The influence of music on human behavior has been studied since the dawn of time. Although a vast amount of studies analyzed the influence on several kinds of performances, among which physical tasks (Edworthy and Waring, 2006), work performance (Lesiuk, 2005), text and verbal memory (Taylor and Dewhurst, 2017), and learning (Lehmann and Seufert, 2017), the vast majority of the studies, starting from the 1980s, focused on marketing, shopping, and advertising (Bruner, 1990). Nowadays, this tradition continues, although several modifications have been made within the experimental paradigms to involve new contemporary scenarios such as online shopping, website atmospherics, and driving game performance (Brodsky, 2001).

Another flourishing tradition has started to bloom in the last two decades on the psychology of music in gambling environments: numerous researchers have deepened the influence of music on gambling, virtual roulette, ultimatum game, casino environment, and lottery (Dixon et al., 2007).

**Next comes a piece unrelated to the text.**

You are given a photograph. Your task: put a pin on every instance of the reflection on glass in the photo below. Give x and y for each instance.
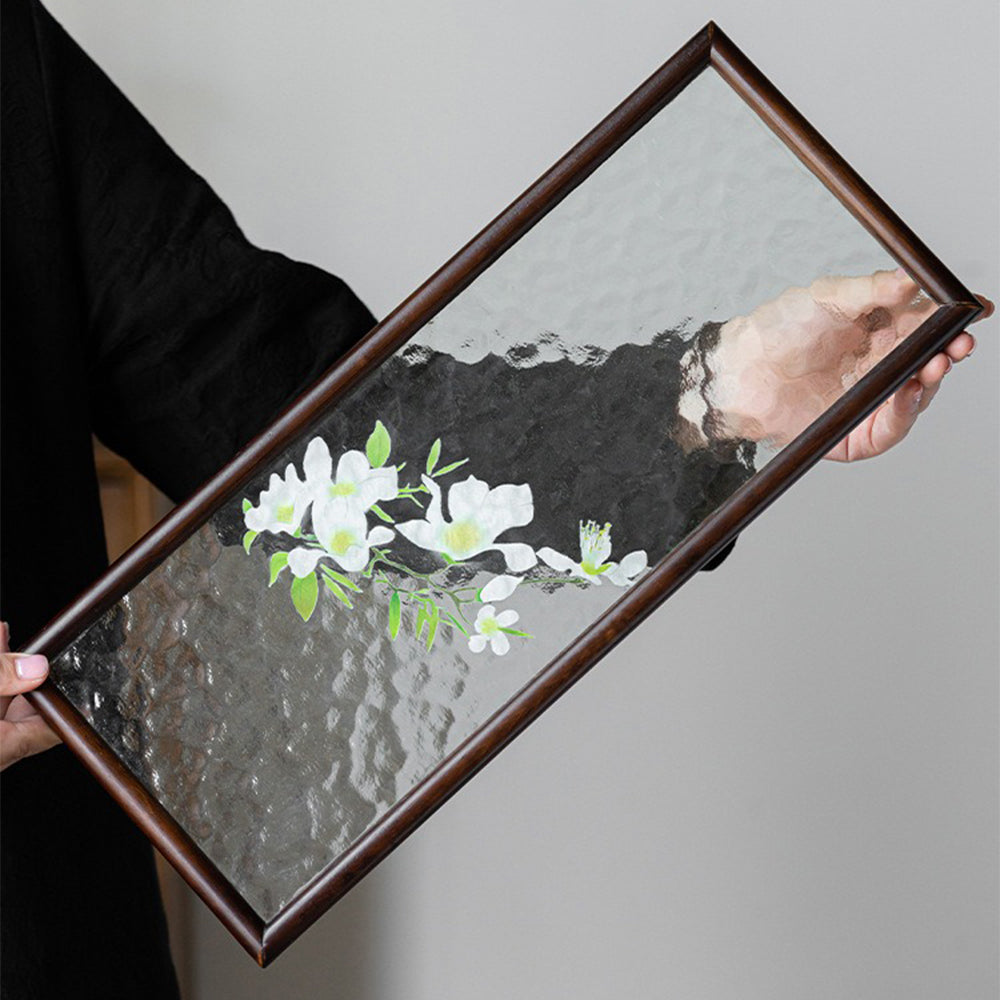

Concerning aspects in the domain of affect, a lot have been written about the processes through which music is useful for personal enhancement (Brown and Theorell, 2006), being able to express and induce moods and emotions (Västfjäll, 2001). An increasing number of studies measure plausible behavioral changes in dependence on the listening of music pieces evoking or inducing different emotions. Several social- and moral-related domains have been explored: facial emotion recognition (Woloszyn and Ewert, 2012); awareness, acceptance, and recall of unethical messages (Ziv et al., 2012); moral judgment and prosocial behavioral intentions (Ansani et al., 2019; Steffens, 2020); and compliance with requests to harm a third person (Ziv, 2015).

Induction vs. Background Music

Among studies on music influence, we can distinguish two categories, depending on their exploiting the musical stimulus either before the task or during the task. We call the former method induction and the latter background music. This premise is paramount since the underlying mental processes that preside over these two experimental situations might be substantially different: according to a previous study (Pisciottano, 2019), in the case of induction music, the participant feels the emotion him/herself, while in the background case, s/he attributes the emotion to the scene character.

Our study focuses on soundtracks, that is musical stimuli administered as background. Background music implies a parallel and multimodal processing, which can vary among music/unrelated, music/related, and music/visual tasks. In general, depending on the task, music may have either positive, integrative, or detrimental effects.

Detrimental Effects: Music as a Source of Distraction

Hearing music while performing an experimental task may be distracting, being a secondary source of information. Indeed, according to Kahneman’s (1973) Cognitive-Capacity Model, “there is a general limit on man’s capacity to perform mental work. […] this limited capacity can be allocated with considerable freedom among concurrent activities. […] the ability to perform several mental activities concurrently depends, at least in part, on the effort which each of these activities demands when performed in isolation. The driver who interrupts a conversation to make a turn is an example” (Kahneman, 1973, p. 9).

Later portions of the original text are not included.